Our strategy used a genetic algorithm to select the most promising 25 features for predicting future stock returns. We also leveraged an LLM to diversify the portfolio by prioritizing stocks from underweighted sectors for monthly rebalancing. We used a 10-year rolling window for training the genetic algorithm (the initial training period was 2000-2010) and then used the 25 features the algorithm picked for our 3-layer neural network, which was asked to forecast individual monthly stock returns for the next 2 years based on the given features. We did this process in increments of 2 years, so after the first trading period (years 2010-2012), the genetic algorithm was run again to select the most promising features for the next 2 years (2012-2014) based on the last 10 years (2002-2012). Then, we repeated the process for the next 2 years, and so on. We started with an equally weighted portfolio, and after that, we put more weight on stocks with higher market caps with the goal of reducing the volatility of the portfolio when it came to selecting new stocks to invest in. We have achieved promising results with this approach, including a Sharpe of 2, which we chose to ignore because it did not adhere to the 1% tracking error constraint. After trying to minimize the volatility of our portfolio, we were not able to come up with a sound portfolio logic that adhered to the constraints, and for that reason, the only Sharpe we were able to officially report was 0.68. However, we all firmly believe that this approach to portfolio construction is valid and could yield positive results if implemented in the real markets, with enough time for tuning. One should focus on running the algorithm with smaller windows, say 1 year, more generations, and more individuals in each generation for better feature selection. Also, we suggest integrating LSTM to asses 12 months of macroeconomic data, Transform-Encoders to look at all 150 features with a 12-month look back each, and Cross Asset Attention Networks to see how the bottom-up and top-down approaches interact.

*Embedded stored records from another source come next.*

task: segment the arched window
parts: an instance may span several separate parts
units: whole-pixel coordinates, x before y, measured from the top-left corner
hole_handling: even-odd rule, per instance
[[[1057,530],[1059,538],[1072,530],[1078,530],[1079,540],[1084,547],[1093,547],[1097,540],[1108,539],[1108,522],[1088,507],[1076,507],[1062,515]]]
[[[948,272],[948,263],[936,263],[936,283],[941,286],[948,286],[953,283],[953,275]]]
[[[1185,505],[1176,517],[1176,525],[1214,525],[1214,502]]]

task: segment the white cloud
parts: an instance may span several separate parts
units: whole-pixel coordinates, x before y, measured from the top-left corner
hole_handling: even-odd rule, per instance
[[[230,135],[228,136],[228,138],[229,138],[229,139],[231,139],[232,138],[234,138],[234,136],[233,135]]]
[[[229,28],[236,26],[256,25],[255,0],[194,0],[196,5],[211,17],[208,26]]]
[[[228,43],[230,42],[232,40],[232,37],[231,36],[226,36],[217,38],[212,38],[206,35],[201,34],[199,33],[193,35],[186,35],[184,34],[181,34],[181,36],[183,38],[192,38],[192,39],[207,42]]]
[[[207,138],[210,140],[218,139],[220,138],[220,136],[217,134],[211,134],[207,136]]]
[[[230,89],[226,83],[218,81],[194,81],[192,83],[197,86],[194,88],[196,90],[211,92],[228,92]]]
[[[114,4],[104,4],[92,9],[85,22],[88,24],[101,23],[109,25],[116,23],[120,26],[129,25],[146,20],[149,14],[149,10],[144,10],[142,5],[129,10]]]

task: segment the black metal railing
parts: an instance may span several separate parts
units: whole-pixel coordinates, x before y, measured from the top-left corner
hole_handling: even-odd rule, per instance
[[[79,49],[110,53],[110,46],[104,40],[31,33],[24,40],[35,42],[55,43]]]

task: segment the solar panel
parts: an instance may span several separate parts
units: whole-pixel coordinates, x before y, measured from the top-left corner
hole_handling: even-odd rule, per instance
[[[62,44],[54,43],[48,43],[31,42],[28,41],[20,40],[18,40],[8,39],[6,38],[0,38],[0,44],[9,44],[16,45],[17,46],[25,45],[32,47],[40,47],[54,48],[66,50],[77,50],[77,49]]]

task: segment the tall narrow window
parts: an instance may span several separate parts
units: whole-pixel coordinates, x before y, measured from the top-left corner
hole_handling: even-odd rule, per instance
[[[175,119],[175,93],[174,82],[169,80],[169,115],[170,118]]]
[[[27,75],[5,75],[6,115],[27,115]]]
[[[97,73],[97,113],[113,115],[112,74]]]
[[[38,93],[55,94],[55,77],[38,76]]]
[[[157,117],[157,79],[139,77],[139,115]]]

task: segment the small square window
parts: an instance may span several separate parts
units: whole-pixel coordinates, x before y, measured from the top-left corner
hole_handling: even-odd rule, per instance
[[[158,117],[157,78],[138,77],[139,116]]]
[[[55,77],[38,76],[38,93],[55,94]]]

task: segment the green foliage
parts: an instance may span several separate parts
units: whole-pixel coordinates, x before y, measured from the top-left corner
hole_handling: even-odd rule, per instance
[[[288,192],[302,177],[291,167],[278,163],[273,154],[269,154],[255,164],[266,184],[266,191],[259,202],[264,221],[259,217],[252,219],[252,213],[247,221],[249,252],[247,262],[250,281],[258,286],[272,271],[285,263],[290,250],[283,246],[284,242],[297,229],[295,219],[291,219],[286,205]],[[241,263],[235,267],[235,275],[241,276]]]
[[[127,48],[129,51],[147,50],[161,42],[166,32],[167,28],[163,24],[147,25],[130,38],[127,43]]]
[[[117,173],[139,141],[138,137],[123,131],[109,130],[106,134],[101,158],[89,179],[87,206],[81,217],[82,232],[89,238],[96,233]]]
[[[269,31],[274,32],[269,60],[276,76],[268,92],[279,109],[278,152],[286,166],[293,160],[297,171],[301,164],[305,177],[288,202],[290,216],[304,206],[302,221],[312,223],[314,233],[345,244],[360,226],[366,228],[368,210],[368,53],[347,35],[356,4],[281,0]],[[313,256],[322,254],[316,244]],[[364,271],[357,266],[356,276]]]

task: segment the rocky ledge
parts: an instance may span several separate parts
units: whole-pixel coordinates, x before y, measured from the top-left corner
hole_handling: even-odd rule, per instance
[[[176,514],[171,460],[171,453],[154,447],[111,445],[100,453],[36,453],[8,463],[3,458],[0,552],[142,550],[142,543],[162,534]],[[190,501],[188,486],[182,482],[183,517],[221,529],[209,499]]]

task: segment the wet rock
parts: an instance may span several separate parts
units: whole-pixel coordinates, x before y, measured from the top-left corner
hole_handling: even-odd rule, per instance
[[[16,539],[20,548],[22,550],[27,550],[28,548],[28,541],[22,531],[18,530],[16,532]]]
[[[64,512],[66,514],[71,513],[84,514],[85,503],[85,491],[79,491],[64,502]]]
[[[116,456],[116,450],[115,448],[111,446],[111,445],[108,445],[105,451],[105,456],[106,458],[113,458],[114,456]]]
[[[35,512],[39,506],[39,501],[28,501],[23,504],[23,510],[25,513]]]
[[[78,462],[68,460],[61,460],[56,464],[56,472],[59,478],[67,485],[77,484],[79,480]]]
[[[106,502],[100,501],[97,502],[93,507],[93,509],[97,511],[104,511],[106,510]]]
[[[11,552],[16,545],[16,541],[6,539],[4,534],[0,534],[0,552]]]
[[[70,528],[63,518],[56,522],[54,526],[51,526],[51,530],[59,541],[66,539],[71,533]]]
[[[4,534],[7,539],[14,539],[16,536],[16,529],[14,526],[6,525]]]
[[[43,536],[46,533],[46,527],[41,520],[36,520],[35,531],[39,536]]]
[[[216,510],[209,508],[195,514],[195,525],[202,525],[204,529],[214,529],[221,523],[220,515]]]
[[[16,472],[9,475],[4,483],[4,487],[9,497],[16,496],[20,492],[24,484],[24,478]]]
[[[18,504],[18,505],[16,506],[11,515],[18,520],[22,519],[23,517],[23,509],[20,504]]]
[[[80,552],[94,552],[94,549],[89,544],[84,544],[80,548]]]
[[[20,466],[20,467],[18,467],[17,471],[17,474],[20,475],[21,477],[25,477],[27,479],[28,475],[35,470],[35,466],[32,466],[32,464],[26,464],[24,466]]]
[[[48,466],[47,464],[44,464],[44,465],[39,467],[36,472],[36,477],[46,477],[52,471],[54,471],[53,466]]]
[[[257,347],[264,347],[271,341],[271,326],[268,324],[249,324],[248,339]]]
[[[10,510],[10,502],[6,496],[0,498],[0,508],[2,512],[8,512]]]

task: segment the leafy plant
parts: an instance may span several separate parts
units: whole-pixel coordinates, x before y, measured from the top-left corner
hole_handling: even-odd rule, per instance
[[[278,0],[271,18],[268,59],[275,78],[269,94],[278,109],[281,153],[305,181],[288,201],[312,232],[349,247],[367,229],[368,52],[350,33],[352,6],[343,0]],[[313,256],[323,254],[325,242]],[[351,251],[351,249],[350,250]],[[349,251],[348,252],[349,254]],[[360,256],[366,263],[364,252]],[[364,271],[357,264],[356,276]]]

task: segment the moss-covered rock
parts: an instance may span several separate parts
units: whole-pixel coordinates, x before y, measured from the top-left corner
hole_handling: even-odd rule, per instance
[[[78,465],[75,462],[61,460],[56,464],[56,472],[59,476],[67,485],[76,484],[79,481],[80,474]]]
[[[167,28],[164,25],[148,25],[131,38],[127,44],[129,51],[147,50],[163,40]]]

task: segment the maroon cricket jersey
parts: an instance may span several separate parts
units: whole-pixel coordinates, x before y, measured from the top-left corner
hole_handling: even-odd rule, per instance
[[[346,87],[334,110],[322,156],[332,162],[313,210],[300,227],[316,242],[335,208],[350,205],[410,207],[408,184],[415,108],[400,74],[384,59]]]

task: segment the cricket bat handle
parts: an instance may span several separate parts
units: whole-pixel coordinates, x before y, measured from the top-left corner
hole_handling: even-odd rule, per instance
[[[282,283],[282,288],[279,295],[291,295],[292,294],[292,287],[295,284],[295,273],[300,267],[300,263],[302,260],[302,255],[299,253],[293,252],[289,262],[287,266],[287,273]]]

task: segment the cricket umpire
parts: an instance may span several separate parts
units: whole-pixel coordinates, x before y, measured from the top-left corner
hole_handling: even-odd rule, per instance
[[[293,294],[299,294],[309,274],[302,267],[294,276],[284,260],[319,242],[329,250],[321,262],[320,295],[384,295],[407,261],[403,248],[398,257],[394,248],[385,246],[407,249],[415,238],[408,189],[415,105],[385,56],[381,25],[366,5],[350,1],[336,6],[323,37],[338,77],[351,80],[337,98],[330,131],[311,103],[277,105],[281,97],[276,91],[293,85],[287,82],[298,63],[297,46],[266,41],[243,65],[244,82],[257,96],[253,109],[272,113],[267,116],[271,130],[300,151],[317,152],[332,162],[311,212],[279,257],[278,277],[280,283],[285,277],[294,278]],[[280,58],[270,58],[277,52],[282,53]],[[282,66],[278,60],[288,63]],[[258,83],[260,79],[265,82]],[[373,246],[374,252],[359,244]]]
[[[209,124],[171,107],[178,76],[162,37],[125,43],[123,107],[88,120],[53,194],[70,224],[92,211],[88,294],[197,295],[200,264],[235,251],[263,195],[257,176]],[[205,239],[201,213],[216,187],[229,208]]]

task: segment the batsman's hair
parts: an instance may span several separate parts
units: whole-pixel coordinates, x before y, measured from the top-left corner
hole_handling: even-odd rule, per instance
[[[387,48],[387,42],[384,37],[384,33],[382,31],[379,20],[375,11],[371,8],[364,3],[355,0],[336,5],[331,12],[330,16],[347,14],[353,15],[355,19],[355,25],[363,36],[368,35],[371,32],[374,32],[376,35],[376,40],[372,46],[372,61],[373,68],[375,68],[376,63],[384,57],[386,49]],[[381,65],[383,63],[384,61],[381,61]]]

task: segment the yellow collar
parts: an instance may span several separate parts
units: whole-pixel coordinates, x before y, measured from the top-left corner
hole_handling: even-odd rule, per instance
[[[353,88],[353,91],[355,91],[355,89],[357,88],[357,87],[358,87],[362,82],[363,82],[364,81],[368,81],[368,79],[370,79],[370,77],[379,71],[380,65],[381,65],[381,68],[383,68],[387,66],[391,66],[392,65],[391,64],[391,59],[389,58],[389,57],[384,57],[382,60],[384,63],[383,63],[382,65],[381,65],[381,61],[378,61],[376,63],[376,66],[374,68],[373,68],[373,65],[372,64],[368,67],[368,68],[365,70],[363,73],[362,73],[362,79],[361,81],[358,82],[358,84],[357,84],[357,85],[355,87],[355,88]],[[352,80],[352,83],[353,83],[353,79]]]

We applied amortized causal discovery models to select features for stock return prediction that truly matter, focusing on predictors while adjusting for confounders and eliminating spurious correlations—issues that conventional methods often overlook. Additionally, we created indices or signals, including sentiment and risk scores, derived from companies’ annual SEC filings (10-K filings) by using a Chain-of-Thought zero-shot approach to query an LLM (Llama-3.2-3B in our case). This approach provided valuable insights into each company’s financial health.
We defined our stock selection criteria by combining features from the causal DAG and our custom risk metrics. We then used the Black-Litterman model to compute a covariance matrix that incorporated these return predictions. This matrix was key to asset allocation, which we assessed through min-max robust portfolio optimization, where market risk levels were managed using a Hidden Markov model to capture volatility.